Migliarini contre la taxe non-pompier.

Considérants

L'avance de frais a

été effectuée.

C. En date du 2 décembre

1994, la Commission communale de recours en matière d'impôts de Lutry a déposé

un mémoire concluant au rejet du recours de la Municipalité de Lutry.

L'Etablissement

cantonal d'assurance s'est déterminé sur le recours le 3 mars 1995 et a pris

les mêmes conclusions que la municipalité.

D. Le 21 juillet 1995, le

juge instructeur a communiqué aux parties les arrêts FI 94/068 du 27 mars 1995

et FI 95/011 du 10 mai 1995 en exposant qu'il résultait apparemment du premier

que le recours était bien fondé mais du second que la municipalité n'avait pas

qualité pour recourir.
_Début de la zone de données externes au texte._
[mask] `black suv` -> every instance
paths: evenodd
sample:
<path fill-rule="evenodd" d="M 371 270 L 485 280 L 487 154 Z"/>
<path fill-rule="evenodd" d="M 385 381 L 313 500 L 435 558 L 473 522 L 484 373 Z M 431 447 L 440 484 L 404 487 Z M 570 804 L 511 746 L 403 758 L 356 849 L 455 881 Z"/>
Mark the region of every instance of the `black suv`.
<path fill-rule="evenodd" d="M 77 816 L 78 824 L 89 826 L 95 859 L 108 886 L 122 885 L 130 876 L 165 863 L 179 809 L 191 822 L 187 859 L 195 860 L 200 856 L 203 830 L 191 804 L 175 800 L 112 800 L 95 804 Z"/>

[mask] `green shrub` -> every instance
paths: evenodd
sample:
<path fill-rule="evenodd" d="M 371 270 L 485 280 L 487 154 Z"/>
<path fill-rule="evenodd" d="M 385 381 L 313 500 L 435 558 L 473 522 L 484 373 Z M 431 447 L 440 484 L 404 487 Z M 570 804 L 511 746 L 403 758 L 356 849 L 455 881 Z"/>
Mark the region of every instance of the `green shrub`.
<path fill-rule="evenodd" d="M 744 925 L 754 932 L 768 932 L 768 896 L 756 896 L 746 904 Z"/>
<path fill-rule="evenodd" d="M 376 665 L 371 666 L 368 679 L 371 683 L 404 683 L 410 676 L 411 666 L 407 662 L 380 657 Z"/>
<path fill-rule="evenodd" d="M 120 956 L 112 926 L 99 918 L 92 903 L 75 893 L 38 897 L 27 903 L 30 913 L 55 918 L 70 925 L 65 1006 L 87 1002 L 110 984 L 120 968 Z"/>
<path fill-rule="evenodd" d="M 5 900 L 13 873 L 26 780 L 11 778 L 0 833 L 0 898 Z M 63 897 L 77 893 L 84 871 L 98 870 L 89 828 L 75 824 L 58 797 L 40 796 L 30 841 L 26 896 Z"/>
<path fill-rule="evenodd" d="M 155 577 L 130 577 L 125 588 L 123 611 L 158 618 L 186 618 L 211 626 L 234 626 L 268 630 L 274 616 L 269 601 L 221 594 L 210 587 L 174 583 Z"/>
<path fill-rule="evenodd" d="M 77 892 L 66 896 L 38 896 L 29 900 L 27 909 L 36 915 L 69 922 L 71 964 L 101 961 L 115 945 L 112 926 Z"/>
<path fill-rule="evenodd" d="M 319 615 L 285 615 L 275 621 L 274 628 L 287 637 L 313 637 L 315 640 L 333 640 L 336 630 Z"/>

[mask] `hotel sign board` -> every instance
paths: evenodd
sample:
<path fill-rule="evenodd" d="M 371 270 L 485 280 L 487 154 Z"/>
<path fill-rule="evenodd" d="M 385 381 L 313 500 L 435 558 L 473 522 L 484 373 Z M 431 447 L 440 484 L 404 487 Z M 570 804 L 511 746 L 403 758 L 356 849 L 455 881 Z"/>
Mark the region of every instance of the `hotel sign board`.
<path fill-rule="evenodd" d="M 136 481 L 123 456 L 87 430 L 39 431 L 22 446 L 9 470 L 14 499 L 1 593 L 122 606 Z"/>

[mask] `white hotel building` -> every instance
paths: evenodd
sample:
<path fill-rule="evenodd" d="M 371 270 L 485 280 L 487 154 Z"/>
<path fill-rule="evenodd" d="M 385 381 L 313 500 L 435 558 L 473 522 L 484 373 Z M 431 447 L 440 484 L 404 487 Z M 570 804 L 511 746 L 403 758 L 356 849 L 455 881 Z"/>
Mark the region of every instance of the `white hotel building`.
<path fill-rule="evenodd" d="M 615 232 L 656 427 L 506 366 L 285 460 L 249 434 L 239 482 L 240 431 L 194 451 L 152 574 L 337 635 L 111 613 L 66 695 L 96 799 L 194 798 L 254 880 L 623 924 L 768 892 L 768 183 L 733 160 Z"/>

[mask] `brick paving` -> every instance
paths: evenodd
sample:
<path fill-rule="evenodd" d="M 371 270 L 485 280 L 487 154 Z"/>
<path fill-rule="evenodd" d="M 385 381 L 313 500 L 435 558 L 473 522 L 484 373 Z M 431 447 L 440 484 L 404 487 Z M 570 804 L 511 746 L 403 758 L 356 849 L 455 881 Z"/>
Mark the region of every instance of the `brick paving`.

Il a invité les parties à se déterminer.

On précisera ici que

le premier arrêt cité a rejeté le recours d'un contribuable de Belmont contre

la taxe communale d'exemption due pour 1993. Il a considéré en bref qu'il

fallait s'en tenir au délai de deux ans, expirant le 1er avril 1996, que la

nouvelle loi du 17 novembre 1993 sur le Service de défense contre l'incendie et

de secours (LSDIS), entrée en vigueur le 1er avril 1994, impartissait désormais

aux communes pour adapter leur règlement au nouveau droit.

Le second arrêt cité

concerne la qualité pour recourir: après avoir rappelé la jurisprudence de la

commission de recours (arrêt du 5 octobre 1989, Commune d'Yverdon-les-Bains,

RDAF 1989 p. 449) qui renversait la jurisprudence précédente en admettant la

qualité pour recourir de la commune, puis examiné les dispositions légales qui

créent une telle qualité, le tribunal a considéré qu'aucune disposition légale

réservée par l'art. 37 al. 2 LJPA ne conférait qualité pour recourir à la

municipalité et qu'en application de l'art. 37 al. 1 LJPA dans sa teneur entrée

en vigueur le 1er juillet 1991, la municipalité ne justifiait pas d'un intérêt

protégé par la loi applicable (arrêt FI 95/0011 du 10 mai 1995, Municipalité de

Corcelles-sur-Chavornay, RDAF 1995 p. 392).

La municipalité, le

Service de l'Intérieur et la commission communale de recours se sont

déterminés, respectivement les 22, 24 et 31 août 1995.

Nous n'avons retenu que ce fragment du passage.